2.ª) Si en virtud de esa salvedad el consumidor recurrente en casación, pese a vencer en el litigio, tuviera que pagar íntegramente los gastos derivados de su defensa y representación en las instancias, o en su caso de informes periciales o pago de la tasa, no se restablecería la situación de hecho y de derecho a la que se habría dado si no hubiera existido la cláusula suelo abusiva, y por tanto el consumidor no quedaría indemne pese a contar a su favor con una norma procesal nacional cuya regla general le eximiría de esos gastos. En suma, se produciría un efecto disuasorio inverso, no para que los bancos dejaran de incluir las cláusulas suelo en los préstamos hipotecarios sino para que los consumidores no promovieran litigios por cantidades moderadas.
3.ª) La regla general del vencimiento en materia de costas procesales favorece la aplicación del principio de efectividad del Derecho de la Unión y, en cambio, la salvedad a dicha regla general supone un obstáculo para la aplicación de ese mismo principio'.
3) La doctrina anteriormente indicada ha sido completamente refrendada por la STJUE de 16 de julio de 2.020.
Por consiguiente, siguiendo la doctrina jurisprudencial reseñada, procede mantener la imposición de las costas de primera instancia fijada en la resolución impugnada.
SEXTO.-Costas del recurso de apelación. En materia de costas procesales derivadas del recurso de apelación, siendo estimado parcialmente el recurso de apelación articulado por la entidad bancaria BANCO SANTANDER S.A., a la luz de los Arts. 394 y 398 Lec no se hace especial pronunciamiento de las costas causadas en la alzada.

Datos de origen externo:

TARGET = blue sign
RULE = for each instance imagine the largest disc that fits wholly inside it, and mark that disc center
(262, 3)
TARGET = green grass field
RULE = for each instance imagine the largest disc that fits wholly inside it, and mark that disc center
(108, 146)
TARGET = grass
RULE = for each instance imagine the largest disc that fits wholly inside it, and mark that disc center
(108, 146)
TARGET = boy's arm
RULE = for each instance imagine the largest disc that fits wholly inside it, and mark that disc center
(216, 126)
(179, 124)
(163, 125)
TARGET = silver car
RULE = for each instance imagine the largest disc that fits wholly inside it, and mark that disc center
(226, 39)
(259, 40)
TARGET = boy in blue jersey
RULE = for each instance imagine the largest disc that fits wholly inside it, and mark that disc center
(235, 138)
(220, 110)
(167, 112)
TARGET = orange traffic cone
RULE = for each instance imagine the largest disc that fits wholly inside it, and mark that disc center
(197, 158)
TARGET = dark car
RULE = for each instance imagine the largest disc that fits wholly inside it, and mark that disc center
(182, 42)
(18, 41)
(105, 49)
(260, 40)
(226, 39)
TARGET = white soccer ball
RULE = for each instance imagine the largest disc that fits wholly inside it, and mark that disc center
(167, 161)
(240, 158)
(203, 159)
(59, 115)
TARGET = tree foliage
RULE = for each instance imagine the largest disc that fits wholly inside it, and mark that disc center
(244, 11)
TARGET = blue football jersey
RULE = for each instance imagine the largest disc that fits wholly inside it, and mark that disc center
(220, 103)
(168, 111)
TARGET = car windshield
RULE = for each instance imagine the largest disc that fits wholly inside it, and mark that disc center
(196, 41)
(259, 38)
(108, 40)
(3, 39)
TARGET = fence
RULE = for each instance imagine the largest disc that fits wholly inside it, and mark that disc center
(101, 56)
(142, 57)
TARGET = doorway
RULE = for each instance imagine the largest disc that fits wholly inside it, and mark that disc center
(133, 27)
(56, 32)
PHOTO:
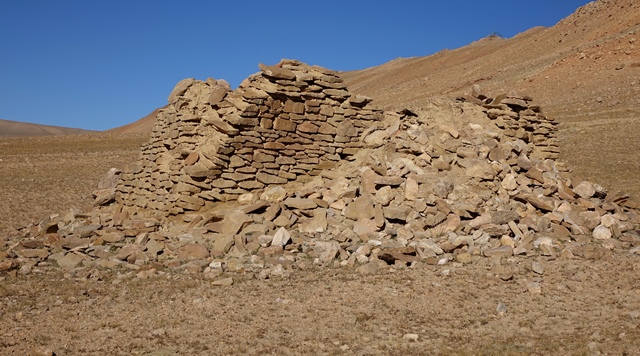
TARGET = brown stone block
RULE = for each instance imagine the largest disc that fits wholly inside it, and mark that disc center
(284, 125)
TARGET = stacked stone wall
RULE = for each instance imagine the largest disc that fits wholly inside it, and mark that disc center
(286, 123)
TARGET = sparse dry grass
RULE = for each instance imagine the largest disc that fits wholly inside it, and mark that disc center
(44, 175)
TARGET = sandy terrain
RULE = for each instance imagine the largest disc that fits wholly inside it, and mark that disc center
(575, 306)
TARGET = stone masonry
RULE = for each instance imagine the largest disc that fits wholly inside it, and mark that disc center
(291, 171)
(287, 123)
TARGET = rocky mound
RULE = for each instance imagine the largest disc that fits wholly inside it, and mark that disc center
(292, 171)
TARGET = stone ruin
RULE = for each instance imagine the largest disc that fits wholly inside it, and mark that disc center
(292, 171)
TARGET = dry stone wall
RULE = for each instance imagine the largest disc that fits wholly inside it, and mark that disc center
(290, 171)
(287, 123)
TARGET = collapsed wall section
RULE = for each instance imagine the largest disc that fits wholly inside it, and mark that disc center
(286, 123)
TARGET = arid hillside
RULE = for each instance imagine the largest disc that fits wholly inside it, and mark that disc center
(17, 129)
(584, 71)
(433, 231)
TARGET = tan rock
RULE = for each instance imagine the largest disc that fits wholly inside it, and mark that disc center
(360, 208)
(193, 251)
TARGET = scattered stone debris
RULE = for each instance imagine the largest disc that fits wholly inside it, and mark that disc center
(292, 171)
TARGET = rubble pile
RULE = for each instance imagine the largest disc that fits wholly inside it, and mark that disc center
(291, 171)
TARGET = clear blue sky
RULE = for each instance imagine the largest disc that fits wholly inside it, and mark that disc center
(99, 64)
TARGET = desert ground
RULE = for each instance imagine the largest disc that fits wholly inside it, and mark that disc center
(580, 305)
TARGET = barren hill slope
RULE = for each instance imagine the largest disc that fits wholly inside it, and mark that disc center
(584, 71)
(142, 126)
(16, 129)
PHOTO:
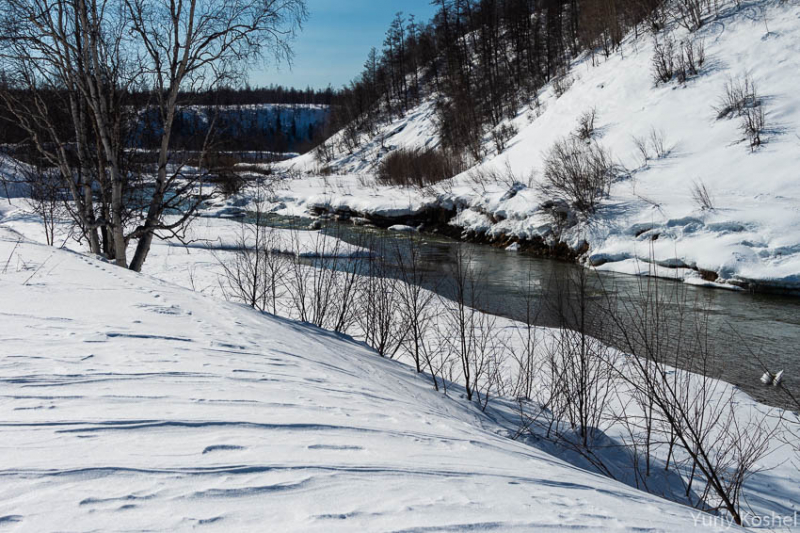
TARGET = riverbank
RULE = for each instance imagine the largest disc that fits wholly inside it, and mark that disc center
(236, 339)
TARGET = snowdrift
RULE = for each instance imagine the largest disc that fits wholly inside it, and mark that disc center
(748, 236)
(132, 404)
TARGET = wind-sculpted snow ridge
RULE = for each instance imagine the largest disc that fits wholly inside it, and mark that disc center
(127, 403)
(748, 234)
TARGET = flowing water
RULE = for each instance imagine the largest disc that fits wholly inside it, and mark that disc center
(746, 332)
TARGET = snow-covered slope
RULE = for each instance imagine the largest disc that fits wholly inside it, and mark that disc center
(752, 234)
(127, 403)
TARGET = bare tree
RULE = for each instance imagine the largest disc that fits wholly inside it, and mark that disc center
(719, 444)
(91, 54)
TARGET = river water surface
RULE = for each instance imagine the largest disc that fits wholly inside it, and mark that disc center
(746, 332)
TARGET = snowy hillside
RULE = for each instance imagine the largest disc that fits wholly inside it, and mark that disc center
(128, 404)
(747, 234)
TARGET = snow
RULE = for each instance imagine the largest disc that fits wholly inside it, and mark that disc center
(751, 236)
(130, 403)
(136, 402)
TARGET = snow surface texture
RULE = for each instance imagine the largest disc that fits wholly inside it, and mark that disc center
(752, 235)
(128, 403)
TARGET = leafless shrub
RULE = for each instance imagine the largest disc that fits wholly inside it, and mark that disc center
(562, 83)
(680, 62)
(470, 336)
(416, 304)
(256, 272)
(577, 172)
(324, 152)
(379, 299)
(419, 168)
(712, 444)
(689, 13)
(502, 134)
(586, 122)
(47, 198)
(752, 125)
(522, 346)
(658, 143)
(663, 63)
(582, 379)
(641, 144)
(694, 54)
(740, 94)
(701, 196)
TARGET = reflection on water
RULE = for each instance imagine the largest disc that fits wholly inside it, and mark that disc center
(738, 324)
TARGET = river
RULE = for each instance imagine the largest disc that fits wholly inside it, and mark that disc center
(738, 324)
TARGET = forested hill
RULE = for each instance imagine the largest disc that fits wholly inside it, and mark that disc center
(668, 136)
(484, 59)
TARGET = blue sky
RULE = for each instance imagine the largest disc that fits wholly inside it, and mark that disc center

Vistos los preceptos legales citados y demás de general y pertinente aplicación.
Fallo
Que, estimando parcialmenteel recurso de apelación deducido por la sociedad mercantil BANCO SANTANDER S.A. contra la sentencia de seis de octubre de dos mil veintiuno, dictada por el Juzgado de Primera Instancia nº 2 de Arenas de San Pedro, en el procedimiento ordinario 195/.2021, debemos revocar y revocamos parcialmente dicha resolución impugnada conforme al fundamento de derecho tercero de la presente resolución, en el único sentido de declarar valida cláusula de la comisión de apertura, sin que proceda el reintegro por la entidad demandada de la cantidad abonada en aplicación de dicha cláusula, manteniéndose en todo lo demás los pronunciamientos contenidos en la resolución impugnada, incluida la condena en costas a la demandada de las derivadas de la primera instancia, y sin hacer especial pronunciamiento sobre las costas de la alzada.
Contra esta sentencia caben los recursos previstos en la Lec. Contra la presente resolución puede interponerse los recursos extraordinarios por infracción procesal y de casación ante este mismo Tribunal en el plazo de los veinte contados desde el siguiente a su notificación, debiendo constituirse y acreditarse en dicho instante el depósito previsto en la Disposición Adicional 15ª LOPJ .
Por esta sentencia lo pronunciamos, mandamos y firmamos.